Cuando los romeros regresaban al día siguiente, felices y agotados, con las manos llenas de regalos, de pequeñas figurillas marianas, de rosarios, plegarias e imágenes, las niñas y los desafortunados que no habían podido ir a la Montaña Sagrada saludaban a la procesión con renovada solemnidad. El sacristán volvía a cubrir al padre Kurz con la rica capa pluvial y la procesión se encaminaba, cantando, hacia la iglesia, quizás algo cansada y triste, pero todavía solemne y digna. Las campanadas que la habían despedido, ahora la estaban saludando. Una vez dentro de la iglesia, las imágenes se depositaban delante del altar y los peregrinos se postraban en el suelo para dar las gracias por su feliz retorno. Y se alegraban por adelantado pensando en la romería del año siguiente. ¡Pero estalló la guerra!
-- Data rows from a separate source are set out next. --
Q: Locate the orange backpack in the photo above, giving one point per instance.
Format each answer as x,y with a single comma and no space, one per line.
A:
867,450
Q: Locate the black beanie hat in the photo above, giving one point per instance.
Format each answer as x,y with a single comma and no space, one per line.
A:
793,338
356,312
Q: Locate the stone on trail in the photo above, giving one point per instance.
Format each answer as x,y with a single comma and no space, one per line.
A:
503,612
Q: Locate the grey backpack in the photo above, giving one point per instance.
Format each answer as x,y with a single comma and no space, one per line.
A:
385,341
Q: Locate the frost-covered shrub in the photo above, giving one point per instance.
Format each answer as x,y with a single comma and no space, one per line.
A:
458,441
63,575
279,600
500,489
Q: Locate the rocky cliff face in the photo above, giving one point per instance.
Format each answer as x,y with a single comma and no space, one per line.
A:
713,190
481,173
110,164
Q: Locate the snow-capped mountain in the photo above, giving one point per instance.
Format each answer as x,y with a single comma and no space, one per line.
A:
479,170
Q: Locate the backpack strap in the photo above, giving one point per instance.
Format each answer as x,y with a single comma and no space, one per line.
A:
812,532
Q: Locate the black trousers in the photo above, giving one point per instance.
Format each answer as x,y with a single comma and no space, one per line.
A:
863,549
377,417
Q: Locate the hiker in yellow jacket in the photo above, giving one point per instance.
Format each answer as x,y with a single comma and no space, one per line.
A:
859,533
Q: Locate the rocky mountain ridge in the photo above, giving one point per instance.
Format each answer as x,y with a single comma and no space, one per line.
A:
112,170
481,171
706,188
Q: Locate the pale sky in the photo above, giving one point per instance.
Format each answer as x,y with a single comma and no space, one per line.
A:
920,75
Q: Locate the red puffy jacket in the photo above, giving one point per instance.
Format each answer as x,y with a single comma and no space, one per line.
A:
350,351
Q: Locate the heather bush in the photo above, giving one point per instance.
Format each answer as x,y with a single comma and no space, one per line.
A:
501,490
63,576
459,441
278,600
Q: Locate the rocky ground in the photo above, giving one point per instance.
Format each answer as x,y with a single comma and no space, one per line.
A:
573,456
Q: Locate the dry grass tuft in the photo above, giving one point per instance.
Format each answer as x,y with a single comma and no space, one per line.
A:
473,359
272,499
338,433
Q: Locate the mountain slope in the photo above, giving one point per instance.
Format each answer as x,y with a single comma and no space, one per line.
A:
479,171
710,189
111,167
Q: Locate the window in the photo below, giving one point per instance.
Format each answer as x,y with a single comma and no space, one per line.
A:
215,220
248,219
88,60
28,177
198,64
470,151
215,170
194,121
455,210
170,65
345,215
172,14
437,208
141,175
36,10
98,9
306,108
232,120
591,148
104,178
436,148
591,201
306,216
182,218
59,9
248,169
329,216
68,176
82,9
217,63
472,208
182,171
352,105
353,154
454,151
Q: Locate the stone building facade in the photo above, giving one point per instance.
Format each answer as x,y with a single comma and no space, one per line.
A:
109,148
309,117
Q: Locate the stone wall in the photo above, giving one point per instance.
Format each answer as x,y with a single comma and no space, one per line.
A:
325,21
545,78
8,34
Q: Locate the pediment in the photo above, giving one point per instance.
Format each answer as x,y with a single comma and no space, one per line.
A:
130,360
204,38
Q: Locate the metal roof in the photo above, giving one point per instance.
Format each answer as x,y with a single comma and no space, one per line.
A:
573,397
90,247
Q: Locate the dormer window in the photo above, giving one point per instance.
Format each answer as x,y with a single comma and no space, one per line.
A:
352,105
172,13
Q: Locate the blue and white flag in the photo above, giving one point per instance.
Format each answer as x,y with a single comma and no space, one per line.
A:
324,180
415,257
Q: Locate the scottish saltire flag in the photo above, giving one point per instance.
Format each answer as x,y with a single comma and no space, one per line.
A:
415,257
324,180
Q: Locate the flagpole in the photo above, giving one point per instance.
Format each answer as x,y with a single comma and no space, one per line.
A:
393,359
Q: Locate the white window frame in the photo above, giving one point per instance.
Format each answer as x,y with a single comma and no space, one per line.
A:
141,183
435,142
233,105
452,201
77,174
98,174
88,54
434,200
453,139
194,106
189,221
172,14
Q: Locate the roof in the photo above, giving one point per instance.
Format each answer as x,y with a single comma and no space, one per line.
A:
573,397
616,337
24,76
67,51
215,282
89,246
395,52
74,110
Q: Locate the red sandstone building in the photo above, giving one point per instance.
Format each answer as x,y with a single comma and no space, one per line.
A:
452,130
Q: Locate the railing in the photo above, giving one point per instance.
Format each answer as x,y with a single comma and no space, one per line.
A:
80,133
Cuando murió el viejo párroco local, se convocó una representación municipal de Zizkov para decidir a quién se iba a proponer a las autoridades eclesiásticas como nuevo párroco. Tenían derecho a hacerlo.
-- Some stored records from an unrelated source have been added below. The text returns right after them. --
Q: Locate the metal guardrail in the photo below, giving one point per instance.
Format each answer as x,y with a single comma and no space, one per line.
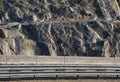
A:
13,67
43,71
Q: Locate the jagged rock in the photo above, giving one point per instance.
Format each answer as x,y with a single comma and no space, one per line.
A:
60,27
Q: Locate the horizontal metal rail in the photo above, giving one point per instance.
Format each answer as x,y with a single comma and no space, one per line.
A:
34,71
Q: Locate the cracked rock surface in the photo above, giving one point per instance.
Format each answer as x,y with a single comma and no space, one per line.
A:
60,27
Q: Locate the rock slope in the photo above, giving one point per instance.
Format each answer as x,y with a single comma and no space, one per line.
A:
60,27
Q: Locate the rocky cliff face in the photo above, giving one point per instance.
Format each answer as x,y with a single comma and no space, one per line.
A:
60,27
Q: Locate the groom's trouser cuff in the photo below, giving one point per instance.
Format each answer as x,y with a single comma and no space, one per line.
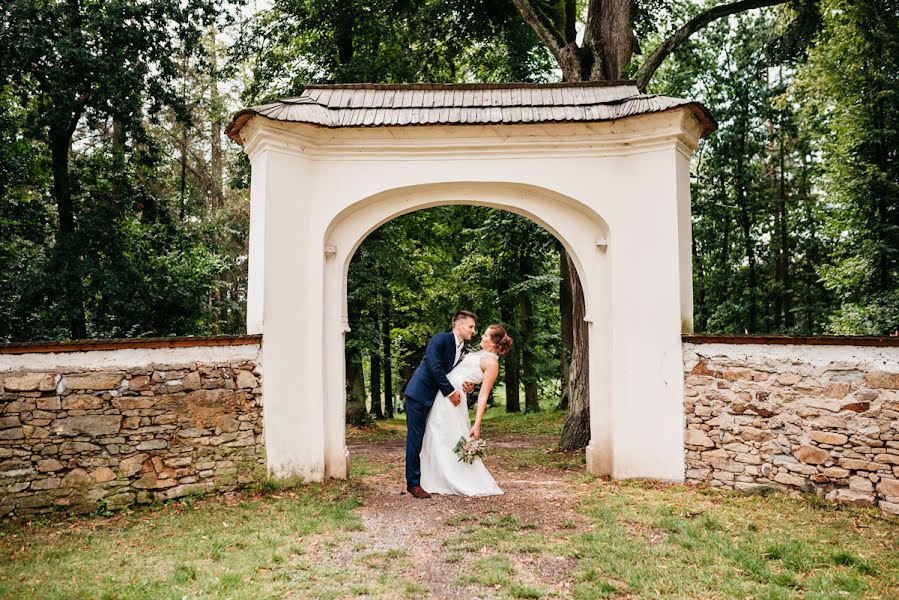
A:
416,419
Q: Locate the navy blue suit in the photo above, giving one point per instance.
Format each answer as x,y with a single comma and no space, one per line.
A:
429,377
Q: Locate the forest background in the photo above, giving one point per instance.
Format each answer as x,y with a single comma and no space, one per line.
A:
124,210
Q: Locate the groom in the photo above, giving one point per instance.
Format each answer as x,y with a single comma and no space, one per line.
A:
443,352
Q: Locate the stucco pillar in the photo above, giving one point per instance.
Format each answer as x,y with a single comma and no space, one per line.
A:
647,297
292,343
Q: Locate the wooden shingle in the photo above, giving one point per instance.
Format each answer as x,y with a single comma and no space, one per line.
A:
371,105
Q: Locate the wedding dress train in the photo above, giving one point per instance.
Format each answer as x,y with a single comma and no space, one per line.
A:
441,470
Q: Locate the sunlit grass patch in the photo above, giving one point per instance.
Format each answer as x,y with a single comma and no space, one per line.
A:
459,519
211,548
498,533
490,571
683,541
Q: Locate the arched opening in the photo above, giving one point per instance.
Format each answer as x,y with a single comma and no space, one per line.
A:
581,231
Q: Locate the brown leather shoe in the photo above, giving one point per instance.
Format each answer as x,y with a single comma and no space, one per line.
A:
417,491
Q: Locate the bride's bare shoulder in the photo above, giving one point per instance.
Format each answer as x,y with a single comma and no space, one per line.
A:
488,357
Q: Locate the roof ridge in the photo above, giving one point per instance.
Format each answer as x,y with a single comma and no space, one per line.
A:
469,86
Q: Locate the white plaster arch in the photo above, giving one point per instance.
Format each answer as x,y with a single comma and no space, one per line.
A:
316,193
579,228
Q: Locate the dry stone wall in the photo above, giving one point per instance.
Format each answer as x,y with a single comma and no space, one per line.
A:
74,439
798,417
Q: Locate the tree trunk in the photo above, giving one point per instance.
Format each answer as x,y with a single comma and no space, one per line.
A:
355,390
531,402
789,319
567,328
72,288
355,377
576,433
746,221
215,133
388,362
510,366
375,377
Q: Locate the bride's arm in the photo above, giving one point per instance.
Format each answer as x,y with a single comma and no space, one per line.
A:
491,370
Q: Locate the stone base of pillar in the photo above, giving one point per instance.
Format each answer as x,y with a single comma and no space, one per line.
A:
599,463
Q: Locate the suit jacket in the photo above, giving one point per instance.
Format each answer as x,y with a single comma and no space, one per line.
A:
430,375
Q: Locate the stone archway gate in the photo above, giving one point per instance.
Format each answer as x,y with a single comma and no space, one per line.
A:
604,168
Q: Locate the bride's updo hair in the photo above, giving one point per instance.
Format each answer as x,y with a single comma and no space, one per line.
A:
501,340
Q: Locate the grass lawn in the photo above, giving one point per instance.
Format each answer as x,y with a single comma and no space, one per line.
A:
609,539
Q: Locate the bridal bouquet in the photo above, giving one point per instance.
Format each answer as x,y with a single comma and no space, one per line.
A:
467,450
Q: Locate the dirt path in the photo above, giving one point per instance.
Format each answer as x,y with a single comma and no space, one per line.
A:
429,533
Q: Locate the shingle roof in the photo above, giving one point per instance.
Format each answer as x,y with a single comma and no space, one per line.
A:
373,105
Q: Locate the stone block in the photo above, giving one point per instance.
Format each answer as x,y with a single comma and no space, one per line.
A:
788,378
93,425
855,464
82,402
850,497
787,479
139,383
103,474
193,432
889,487
11,421
829,421
802,468
892,459
51,483
132,464
153,445
51,403
836,473
860,484
93,381
150,481
188,489
811,455
49,465
77,447
827,437
836,389
882,380
822,404
130,422
27,382
134,402
13,433
76,478
118,501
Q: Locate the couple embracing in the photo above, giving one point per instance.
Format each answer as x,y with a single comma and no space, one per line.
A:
437,410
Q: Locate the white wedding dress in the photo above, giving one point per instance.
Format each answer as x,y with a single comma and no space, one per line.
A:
441,470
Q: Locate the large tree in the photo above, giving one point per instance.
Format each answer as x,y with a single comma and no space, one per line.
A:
607,49
78,60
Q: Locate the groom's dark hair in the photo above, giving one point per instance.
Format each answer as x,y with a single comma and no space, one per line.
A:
464,314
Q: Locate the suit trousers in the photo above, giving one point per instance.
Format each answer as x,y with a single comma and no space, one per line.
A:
416,420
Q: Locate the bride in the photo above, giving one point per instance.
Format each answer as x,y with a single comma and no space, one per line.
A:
441,470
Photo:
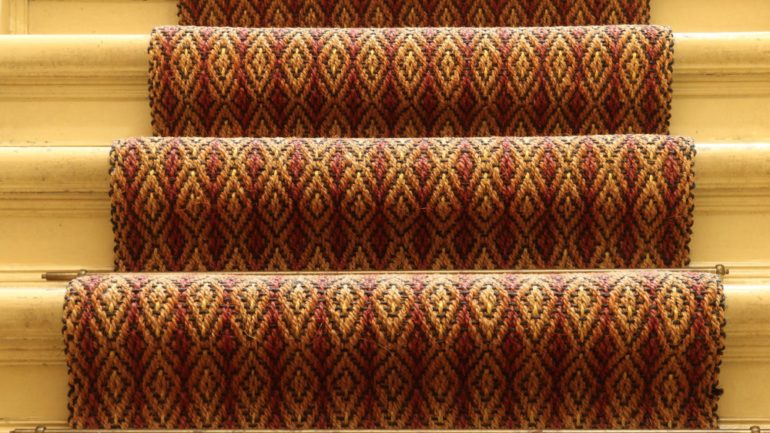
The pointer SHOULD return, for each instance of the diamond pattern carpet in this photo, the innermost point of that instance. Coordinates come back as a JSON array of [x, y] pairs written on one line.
[[383, 140], [399, 82], [194, 204], [481, 350], [400, 13]]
La reunión fue dramática. Pero no lo fue dentro del ayuntamiento, donde todo se resolvió sin problemas ni roces, sino delante de su puerta, donde se había congregado un tropel nada despreciable de mujeres ansiosas por conocer lo más pronto posible los resultados de la sesión. Cuando se les comunicó que para el puesto de párroco estaba designado el padre Kurz, la turba se dispersó satisfecha.
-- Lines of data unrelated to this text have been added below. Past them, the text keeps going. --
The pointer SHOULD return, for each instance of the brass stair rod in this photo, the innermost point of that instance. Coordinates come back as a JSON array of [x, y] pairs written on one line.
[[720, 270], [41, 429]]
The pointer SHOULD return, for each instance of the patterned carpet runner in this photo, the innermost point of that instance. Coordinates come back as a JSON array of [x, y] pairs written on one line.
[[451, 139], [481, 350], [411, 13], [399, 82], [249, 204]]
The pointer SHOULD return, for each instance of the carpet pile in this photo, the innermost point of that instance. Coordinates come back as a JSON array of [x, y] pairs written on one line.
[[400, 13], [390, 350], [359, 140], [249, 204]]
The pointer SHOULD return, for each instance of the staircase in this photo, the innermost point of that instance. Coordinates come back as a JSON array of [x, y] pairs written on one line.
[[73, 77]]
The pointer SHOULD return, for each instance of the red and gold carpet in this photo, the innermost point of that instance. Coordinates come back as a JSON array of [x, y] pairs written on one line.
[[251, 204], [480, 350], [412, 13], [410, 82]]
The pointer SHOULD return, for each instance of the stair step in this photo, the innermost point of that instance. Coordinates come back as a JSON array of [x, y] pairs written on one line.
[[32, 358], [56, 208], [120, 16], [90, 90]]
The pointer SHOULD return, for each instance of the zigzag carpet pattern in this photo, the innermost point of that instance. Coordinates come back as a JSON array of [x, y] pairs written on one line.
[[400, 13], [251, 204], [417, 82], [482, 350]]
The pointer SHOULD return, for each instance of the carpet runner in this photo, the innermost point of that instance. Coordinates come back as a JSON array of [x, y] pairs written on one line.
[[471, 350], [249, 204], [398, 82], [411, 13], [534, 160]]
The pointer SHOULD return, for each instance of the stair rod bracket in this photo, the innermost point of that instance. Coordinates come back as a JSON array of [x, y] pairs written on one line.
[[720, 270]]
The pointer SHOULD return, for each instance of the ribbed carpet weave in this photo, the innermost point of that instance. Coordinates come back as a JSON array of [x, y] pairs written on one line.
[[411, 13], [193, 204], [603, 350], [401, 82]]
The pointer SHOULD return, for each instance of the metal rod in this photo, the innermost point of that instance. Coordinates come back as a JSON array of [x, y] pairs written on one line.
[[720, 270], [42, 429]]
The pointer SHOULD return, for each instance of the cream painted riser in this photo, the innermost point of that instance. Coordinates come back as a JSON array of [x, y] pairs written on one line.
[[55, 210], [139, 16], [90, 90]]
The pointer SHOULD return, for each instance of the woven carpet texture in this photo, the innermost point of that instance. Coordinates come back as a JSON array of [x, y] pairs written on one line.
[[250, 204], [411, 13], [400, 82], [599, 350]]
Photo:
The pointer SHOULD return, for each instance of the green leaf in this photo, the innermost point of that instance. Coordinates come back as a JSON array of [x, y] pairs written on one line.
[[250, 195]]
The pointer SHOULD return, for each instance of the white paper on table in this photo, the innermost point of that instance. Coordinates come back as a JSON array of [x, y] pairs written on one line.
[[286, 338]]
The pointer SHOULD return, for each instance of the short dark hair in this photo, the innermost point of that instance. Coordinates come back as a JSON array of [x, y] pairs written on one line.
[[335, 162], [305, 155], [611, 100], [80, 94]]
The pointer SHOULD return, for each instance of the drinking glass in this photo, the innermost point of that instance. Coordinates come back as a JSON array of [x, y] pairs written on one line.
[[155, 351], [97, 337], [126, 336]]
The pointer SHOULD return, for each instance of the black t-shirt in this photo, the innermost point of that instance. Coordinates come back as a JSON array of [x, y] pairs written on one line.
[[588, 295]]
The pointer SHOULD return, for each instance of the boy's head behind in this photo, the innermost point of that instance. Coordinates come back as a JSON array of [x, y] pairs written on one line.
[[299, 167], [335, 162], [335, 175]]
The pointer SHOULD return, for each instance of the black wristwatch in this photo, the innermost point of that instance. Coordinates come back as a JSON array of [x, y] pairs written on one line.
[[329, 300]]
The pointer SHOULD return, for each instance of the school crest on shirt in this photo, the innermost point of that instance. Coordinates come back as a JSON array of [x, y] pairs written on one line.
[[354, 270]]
Sin embargo, el consistorio no aprobó la proposición y se tuvo que celebrar una nueva asamblea. También aquella vez el desarrollo de la sesión -celebrada debajo de la célebre pintura de Liebscher La batalla en el monte Vítkov- fue pacífico. Sólo que la congregación bajo las ventanas del ayuntamiento era ahora más numerosa y estaba más inquieta. La reunión volvió a nombrar a Petr Kurz, y bajo las ventanas resonaron gritos de exultación. Lo sé porque yo también estuve allí.

Pero el consistorio rechazó su candidatura una vez más. Y todo se repitió de nuevo, con la única diferencia de que, delante del ayuntamiento, había aún más gente, porque las feligresas habían llamado en su ayuda a sus maridos. El elemento masculino confirió a la congregación cierto aire amenazador. También esta vez los padres de la villa recomendaron al padre Kurz. Y toda la plaza de Basel, en cuyo centro se levantaba el monumento de Karel Havlícek Borovsky, prorrumpió en exclamaciones belicosas.

El consistorio estaba hastiado y adoptó resoluciones tajantes. Kurz fue trasladado a la parroquia de Venkov y a Zizkov se envió a un párroco nuevo, un señor mayor y sonriente. Se llamaba Procházka y tenía méritos ante el Museo Etnográfico, al que había donado su colección de belenes populares. Había dedicado toda su vida a reunirla.